Third Challenge: Happiness over Success
How many successful people are genuinely happy? The third major challenge we face is that goals restrict your happiness. The assumption behind any goal is that when you achieve the goal, then you will be happy. The problem behind this mentality is that you are constantly putting off your happiness until you reach the next breakthrough. We assume happiness is something for our future selves to enjoy. We often promise ourselves that once we lose 10kg or have acne-free skin, we will ultimately be satisfied, and then we can finally relax. We mentally box ourselves into a narrow version of happiness. It is unlikely that our actual path through life will match the journey we had in mind when we set out. We often restrict our happiness to one situation when there are many paths to success. When we fall in love with the process instead of the outcome, we don’t have to permit ourselves to be happy. The system can be successful in many forms, and not just the one you initially envisioned.

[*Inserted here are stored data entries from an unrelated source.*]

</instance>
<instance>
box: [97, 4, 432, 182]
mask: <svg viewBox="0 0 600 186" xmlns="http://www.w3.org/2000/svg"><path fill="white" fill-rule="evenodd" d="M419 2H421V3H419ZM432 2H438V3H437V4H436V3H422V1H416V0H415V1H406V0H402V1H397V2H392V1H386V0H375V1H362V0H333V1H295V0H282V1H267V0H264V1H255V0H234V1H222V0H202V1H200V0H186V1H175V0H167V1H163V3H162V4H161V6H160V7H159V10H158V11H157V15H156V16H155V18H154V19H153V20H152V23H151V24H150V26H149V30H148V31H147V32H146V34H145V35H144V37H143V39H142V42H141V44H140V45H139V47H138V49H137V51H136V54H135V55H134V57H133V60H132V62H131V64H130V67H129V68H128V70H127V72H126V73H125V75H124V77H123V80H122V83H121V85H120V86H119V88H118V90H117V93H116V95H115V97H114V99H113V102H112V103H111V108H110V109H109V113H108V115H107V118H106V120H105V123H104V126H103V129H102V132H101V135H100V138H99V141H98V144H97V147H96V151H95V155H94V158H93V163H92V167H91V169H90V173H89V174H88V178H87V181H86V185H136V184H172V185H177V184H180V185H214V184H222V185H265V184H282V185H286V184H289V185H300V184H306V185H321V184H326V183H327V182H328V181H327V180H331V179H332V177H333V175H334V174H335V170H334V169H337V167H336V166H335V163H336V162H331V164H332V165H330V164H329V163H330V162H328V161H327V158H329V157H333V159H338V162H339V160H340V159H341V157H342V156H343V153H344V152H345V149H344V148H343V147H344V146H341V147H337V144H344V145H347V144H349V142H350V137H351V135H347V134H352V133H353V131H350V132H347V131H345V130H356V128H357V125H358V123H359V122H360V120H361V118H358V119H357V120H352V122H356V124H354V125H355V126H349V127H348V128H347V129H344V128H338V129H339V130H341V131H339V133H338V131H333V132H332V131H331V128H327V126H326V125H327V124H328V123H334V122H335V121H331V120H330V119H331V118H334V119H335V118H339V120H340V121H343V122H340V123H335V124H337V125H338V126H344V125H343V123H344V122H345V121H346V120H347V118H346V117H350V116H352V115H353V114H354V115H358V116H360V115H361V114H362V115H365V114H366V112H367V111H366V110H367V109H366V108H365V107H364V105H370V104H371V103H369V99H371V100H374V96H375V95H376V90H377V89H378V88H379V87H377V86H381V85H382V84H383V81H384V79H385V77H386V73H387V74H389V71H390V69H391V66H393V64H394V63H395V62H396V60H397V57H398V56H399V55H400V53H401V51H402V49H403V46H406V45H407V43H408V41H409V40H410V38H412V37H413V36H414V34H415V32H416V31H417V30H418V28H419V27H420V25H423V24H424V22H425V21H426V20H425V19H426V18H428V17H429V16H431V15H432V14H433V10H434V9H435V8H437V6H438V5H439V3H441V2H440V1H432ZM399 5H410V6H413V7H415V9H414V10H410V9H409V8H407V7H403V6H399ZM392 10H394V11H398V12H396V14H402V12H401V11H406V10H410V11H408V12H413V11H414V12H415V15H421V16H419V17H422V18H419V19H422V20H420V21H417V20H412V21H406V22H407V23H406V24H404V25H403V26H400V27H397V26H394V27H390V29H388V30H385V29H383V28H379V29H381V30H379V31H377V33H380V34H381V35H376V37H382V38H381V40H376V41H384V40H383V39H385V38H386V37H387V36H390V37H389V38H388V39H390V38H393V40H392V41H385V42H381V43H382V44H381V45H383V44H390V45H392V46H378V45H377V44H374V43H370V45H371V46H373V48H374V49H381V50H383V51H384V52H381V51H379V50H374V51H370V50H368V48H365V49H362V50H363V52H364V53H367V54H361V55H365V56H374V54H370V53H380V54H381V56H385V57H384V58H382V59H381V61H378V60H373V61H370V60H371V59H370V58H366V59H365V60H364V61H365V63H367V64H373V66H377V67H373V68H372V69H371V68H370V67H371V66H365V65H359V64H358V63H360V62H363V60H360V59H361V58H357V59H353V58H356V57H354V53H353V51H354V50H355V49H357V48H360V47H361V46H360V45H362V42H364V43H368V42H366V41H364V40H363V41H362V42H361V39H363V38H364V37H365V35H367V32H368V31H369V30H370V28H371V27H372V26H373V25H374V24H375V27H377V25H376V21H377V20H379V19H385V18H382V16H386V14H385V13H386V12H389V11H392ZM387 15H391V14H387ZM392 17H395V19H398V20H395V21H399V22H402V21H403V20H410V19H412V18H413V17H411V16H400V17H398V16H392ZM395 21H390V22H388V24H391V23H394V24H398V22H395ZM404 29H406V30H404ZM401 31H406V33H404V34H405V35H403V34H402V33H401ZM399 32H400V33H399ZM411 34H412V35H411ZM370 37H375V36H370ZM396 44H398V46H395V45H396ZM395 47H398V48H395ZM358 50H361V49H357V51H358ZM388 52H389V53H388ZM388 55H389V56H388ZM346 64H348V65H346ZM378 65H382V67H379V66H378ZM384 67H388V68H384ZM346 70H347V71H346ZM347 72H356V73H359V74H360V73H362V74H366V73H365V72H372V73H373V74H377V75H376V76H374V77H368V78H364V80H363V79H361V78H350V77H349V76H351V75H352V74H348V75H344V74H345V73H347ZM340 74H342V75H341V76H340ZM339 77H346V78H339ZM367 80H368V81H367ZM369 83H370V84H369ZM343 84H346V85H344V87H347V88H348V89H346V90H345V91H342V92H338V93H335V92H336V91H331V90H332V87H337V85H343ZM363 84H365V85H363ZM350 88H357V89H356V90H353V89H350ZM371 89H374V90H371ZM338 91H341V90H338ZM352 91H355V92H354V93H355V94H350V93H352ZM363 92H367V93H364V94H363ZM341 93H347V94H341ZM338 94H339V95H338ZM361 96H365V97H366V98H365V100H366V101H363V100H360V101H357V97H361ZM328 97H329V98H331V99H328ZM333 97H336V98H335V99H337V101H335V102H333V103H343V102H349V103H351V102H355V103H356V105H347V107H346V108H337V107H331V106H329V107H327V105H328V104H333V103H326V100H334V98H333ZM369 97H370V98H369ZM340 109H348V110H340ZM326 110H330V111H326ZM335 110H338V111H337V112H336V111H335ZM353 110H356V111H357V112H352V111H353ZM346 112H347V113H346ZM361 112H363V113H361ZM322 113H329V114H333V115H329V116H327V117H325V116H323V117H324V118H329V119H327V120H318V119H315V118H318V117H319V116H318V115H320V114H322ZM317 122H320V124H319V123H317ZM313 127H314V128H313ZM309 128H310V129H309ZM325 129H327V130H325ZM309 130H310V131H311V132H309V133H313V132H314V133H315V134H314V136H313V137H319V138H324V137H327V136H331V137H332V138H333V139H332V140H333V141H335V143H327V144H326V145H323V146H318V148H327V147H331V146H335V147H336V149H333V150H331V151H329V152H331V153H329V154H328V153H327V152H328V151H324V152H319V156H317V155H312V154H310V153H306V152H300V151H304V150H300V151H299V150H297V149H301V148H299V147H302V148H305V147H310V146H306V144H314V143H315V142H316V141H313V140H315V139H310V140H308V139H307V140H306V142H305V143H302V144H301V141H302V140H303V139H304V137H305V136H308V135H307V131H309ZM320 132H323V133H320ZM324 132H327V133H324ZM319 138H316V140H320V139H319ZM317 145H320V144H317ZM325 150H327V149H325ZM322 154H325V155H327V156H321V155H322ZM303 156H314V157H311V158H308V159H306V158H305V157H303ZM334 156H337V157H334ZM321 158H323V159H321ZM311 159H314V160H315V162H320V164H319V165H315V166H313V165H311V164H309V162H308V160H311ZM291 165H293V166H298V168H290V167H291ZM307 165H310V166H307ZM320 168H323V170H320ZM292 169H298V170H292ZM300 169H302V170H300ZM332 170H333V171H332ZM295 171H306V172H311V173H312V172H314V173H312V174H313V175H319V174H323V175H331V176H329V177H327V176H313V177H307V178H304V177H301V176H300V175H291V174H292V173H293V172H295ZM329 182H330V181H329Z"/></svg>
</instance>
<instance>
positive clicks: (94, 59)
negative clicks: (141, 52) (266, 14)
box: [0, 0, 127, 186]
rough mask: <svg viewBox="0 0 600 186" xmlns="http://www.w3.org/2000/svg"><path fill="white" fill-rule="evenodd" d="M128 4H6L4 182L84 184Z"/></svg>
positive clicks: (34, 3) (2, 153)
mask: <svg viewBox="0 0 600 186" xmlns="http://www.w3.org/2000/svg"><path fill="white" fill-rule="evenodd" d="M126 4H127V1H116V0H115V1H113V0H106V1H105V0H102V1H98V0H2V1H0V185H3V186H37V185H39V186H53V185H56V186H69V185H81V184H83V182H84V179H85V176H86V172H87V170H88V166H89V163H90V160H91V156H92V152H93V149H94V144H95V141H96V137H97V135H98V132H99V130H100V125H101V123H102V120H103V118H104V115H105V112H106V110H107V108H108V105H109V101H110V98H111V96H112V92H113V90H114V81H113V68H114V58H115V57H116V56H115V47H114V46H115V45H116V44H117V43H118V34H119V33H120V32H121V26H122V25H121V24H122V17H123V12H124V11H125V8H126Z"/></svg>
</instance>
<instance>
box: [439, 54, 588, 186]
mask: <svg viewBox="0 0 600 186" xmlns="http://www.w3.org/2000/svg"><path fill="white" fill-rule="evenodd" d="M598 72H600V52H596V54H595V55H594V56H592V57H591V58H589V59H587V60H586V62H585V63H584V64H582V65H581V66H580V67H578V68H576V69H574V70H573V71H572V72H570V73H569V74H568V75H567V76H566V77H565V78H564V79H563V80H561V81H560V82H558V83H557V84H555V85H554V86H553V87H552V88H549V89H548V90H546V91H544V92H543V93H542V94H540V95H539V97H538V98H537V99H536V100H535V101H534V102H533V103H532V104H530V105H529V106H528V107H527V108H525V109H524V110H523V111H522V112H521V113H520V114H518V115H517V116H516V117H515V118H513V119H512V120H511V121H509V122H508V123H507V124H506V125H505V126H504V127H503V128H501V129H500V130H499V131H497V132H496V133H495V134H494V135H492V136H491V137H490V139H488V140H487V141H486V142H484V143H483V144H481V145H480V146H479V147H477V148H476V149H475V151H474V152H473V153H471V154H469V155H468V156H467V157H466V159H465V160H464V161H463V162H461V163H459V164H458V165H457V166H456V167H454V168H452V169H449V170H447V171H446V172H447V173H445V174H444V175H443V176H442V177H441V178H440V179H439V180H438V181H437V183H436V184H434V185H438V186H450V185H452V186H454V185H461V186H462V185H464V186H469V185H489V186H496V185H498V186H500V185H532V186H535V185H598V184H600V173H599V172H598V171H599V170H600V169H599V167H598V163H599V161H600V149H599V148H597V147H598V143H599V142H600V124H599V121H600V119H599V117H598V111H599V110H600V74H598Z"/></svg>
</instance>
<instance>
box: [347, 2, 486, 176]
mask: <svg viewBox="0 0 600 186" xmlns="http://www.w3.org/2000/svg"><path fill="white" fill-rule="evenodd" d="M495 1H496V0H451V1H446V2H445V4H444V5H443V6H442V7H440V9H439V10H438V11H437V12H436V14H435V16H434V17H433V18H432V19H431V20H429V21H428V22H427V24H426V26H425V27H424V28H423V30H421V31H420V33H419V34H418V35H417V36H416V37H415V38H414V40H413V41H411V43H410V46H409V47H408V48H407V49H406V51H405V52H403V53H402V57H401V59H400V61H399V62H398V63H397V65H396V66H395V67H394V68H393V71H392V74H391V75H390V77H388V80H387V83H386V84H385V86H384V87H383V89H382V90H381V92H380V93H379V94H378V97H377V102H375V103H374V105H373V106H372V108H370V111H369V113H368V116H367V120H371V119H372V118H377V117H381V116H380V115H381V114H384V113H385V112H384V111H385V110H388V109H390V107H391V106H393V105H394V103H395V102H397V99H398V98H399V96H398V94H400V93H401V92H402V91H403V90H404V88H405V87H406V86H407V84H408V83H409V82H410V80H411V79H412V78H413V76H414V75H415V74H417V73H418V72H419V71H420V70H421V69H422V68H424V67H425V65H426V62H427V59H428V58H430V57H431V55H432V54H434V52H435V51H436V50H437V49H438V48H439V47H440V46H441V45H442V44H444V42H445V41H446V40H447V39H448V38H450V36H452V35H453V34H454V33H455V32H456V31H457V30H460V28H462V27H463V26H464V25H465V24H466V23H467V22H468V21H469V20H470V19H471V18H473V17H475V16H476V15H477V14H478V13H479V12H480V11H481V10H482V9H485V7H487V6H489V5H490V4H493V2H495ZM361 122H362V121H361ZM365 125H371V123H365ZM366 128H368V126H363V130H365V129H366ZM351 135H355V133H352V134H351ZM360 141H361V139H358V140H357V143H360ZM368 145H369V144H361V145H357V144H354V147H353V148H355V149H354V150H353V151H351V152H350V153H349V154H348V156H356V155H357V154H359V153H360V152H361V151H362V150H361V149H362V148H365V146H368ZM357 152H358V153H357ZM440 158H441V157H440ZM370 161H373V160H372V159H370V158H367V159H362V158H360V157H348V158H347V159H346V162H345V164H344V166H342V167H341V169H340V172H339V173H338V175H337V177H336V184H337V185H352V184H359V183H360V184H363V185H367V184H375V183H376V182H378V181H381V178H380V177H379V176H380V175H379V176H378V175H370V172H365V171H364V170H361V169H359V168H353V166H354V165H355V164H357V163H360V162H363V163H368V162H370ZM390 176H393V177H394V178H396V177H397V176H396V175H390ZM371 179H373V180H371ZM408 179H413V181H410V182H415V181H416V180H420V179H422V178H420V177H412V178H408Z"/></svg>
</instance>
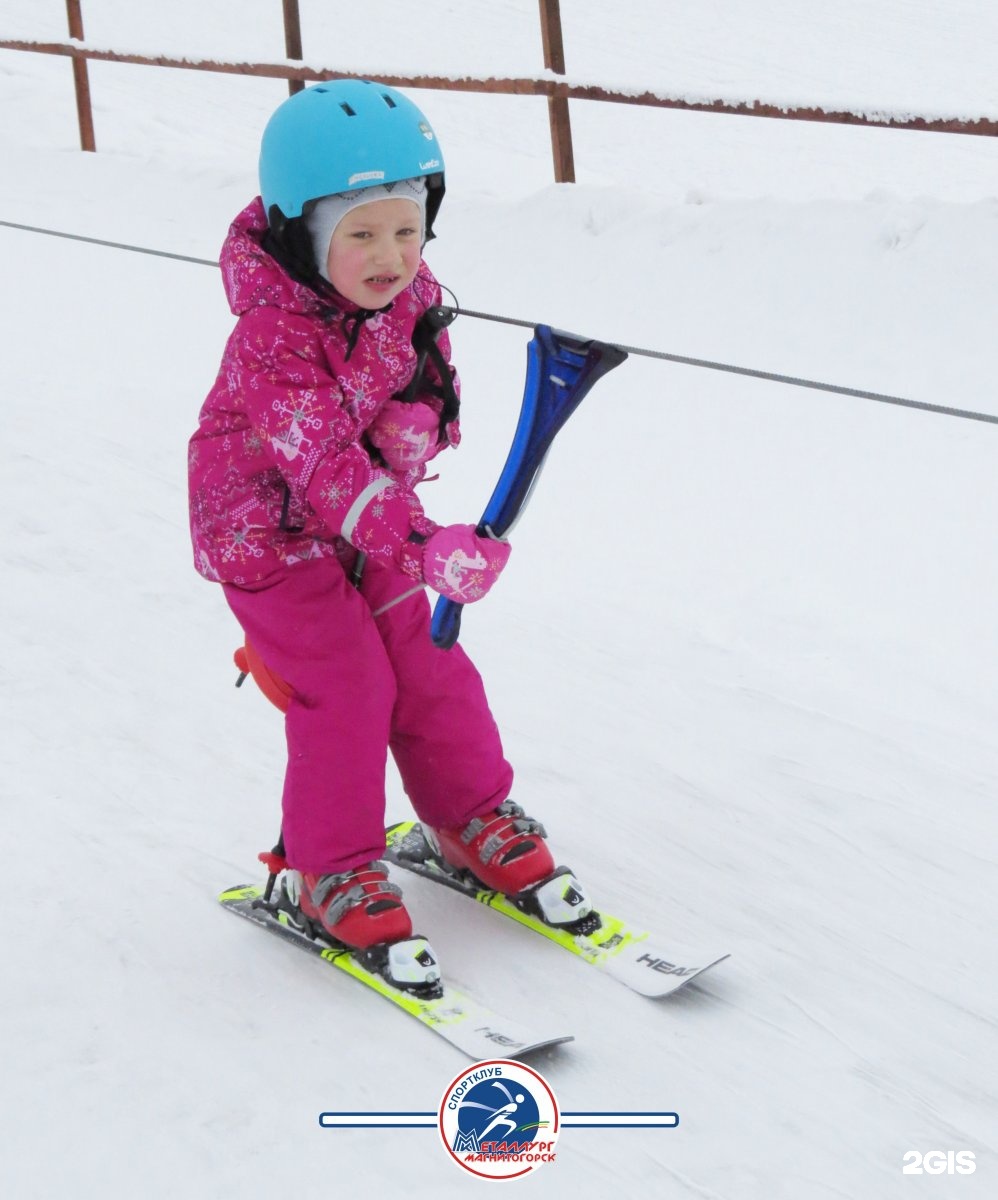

Fourth Challenge: Aim for long term progress
The final and most challenging problem that arises is that goals are at odds with long-term progress. You cannot expect to grow perpetually if achieving your goal means success to you. Many students work hard for months before their exams, and once the exams are over, so is their motivation to keep learning. The exams are no longer there to stimulate them. When all of your hard work is focused on one particular goal, there’s nothing left to keep you moving forward once you achieve it. This is why most people relapse to their old habits after accomplishing their goals. The objective of setting goals is to win the race. The objective of building systems is to continue running the race. True long-term thinking is goal-less thinking. It is not about the completion of the goal but the continuous cycle of limitless learning. Eventually, it is your dedication to the process that will define your progress.
To combine this all, if you want better results, forget about the goals. Focus on building your systems instead. You do not rise to the level of your goals; you fall to the level of your systems. No matter how clear your goal is, you will keep failing if your systems aren’t efficient. Once you start building a solid system, there are limitless goals you can achieve. Success is the product of your daily habits, and habits are a double-edged sword. If they can work for you, they can also work against you. Invest in good habits, and you will achieve your goals subsequently.